Read 1 Kings 17:7-16.
13. Why and how did God change the way He provided for Elijah in the midst of the famine? (17:7-9)
14. Read our Precious Word from God for this week. Knowing that Elijah was a prophet who spoke from God, what can you learn from the widow’s actions for your own life?
15. How do you see God at work throughout this story? Be specific.
16. What insights do you have about this widow from the story so far?
17. Read Psalm 146:5-10. How does it apply to our story?
18. Sharing question: What is generally your first response when things look hopeless? Faith, fear, resignation, optimism? Share an example with your group.
19. Responding to God: Write a prayer for the faith to trust God today for the specific provision that you need.
Read 1 Kings 17:17-24.
20. What happened while Elijah was staying with the widow?
21. What was the widow’s first reaction? (17:18) How would you have reacted?
22. Sharing question: Have you ever been angry at God when something bad happened? If so, how did you get over it?
23. How did the answer to Elijah’s prayer affect the widow?
24. Hebrews 11:35 may be a reference to this widow. If so, what does it tell you about her? (Read the context of this verse, the paragraph from v. 32-40.)
25. Responding to God: Pray for the faith to trust God when it hurts and even when your prayers are not answered as you desire.
Review the story in 1 Kings 17:7-24.
26. God would surely have provided for Elijah another way if the widow had not given him the last of her food, but what are the possibilities for the widow?
27. How did the widow exemplify Matthew 6:31-33?
28. How did God use the widow of Zarephath for such a time for His purposes?
29. Read Luke 21:1-4, and compare the stories of two widows. Write down any insights that you have.
30. Sharing question: How does your giving reflect your faith or lack of it? Give an example.

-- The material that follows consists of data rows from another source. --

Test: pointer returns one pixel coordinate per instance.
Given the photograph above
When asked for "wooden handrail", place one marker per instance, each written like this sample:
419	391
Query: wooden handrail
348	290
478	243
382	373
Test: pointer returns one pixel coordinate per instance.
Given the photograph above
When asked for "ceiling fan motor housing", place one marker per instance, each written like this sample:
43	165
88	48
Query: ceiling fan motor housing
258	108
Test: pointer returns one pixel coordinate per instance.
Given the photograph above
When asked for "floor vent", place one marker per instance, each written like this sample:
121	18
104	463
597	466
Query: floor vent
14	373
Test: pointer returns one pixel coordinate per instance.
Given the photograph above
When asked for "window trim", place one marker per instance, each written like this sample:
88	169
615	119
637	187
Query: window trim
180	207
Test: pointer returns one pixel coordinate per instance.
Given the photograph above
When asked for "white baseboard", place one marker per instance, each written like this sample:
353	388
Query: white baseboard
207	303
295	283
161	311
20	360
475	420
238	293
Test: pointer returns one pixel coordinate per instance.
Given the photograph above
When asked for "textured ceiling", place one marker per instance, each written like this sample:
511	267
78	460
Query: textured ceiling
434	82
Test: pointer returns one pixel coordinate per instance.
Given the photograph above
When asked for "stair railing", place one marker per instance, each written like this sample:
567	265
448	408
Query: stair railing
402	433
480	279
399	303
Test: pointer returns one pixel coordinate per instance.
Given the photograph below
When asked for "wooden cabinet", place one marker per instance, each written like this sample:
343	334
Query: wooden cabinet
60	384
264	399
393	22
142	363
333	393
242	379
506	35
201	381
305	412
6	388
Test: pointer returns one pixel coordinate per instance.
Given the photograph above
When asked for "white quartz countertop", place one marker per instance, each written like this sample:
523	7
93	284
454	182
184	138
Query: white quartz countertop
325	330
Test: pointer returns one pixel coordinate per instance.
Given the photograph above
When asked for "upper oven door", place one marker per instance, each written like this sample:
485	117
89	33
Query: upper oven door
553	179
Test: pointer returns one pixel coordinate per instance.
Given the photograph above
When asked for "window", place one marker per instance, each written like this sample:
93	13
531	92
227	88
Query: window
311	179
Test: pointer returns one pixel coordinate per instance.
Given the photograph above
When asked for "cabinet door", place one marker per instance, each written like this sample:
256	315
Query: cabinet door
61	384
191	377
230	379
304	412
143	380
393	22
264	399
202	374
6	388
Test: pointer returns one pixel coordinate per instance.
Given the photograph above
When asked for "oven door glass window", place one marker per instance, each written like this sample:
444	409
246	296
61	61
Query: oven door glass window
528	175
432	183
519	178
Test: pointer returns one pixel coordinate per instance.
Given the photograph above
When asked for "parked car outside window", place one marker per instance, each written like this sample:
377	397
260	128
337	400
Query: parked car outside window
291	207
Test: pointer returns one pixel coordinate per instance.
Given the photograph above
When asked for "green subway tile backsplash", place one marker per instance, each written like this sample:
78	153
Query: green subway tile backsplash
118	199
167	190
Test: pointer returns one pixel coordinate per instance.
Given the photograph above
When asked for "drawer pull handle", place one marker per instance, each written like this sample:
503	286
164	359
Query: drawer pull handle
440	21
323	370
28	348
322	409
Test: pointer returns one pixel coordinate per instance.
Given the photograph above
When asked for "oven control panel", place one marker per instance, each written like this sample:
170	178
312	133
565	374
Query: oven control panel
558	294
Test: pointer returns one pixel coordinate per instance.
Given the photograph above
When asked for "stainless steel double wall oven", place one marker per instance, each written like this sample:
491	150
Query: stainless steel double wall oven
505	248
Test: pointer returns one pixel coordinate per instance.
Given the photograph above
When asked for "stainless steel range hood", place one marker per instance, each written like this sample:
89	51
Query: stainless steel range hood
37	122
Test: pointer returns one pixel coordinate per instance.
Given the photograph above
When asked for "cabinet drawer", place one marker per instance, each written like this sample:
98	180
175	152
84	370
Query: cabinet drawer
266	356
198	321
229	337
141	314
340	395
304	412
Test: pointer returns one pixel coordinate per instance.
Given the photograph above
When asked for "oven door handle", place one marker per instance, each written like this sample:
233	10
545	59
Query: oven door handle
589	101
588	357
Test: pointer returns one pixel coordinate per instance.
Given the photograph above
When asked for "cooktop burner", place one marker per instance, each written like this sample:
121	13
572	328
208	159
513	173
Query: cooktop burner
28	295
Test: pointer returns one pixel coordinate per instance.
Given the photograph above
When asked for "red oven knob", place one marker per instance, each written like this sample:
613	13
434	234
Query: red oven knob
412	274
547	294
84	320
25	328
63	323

31. Responding to God: Ask God for the courage to give away whatever He asks and the faith to believe that He will provide for whatever you really need.
About twenty years ago, when our son David was fourteen, a lady in our church came to me needing to borrow $1500. That was a large sum of money at that time. After talking with my husband and discovering that our saving balance was $350, it seemed as if we would not be able to help her. Then I thought about our son's college account. I asked my husband if I could loan her that account and he agreed. Although he said never expect to see that money again....she will never pay it back, I loaned her the money, interest-free and told her she would have four years to repay the loan. I suggested she pay me $25 monthly. The first month I received $25; then she stopped talking with me and they moved to another church. My husband said "See, when you loan money, you never get it back" I promised him, I was sure we would get it back to meet our son's need. Well, we certainly did, but not in any way I could ever have dreamed.
When our son applied to SMU four years later, he received a letter telling him that he had been selected as a University Scholar and would receive $1500 a year as long as he maintained a B average. Wow......the exact amount, but this was each year for four years (total $6,000.00). Then when he was junior, he was selected the outstanding student in economics and received an addition $3000 (total now $9,000).
When we loaned the money, it was necessary the loan be repaid because otherwise we didn't think we would have enough money for college. Four years later, by the time he went to college, the Lord had blessed so much financially, we didn't really need the money (although it was a help). We could afford to send him any place he wanted to go.
As I think back, I cannot imagine that I loaned money without knowing what she needed it for. I am so thankful I did because I wouldn't have wanted to miss out on seeing God's hands at work in our lives. Isn't it just too wonderful that He made it the exact amount each time just so I wouldn't miss it! Wow, what a mighty God we serve!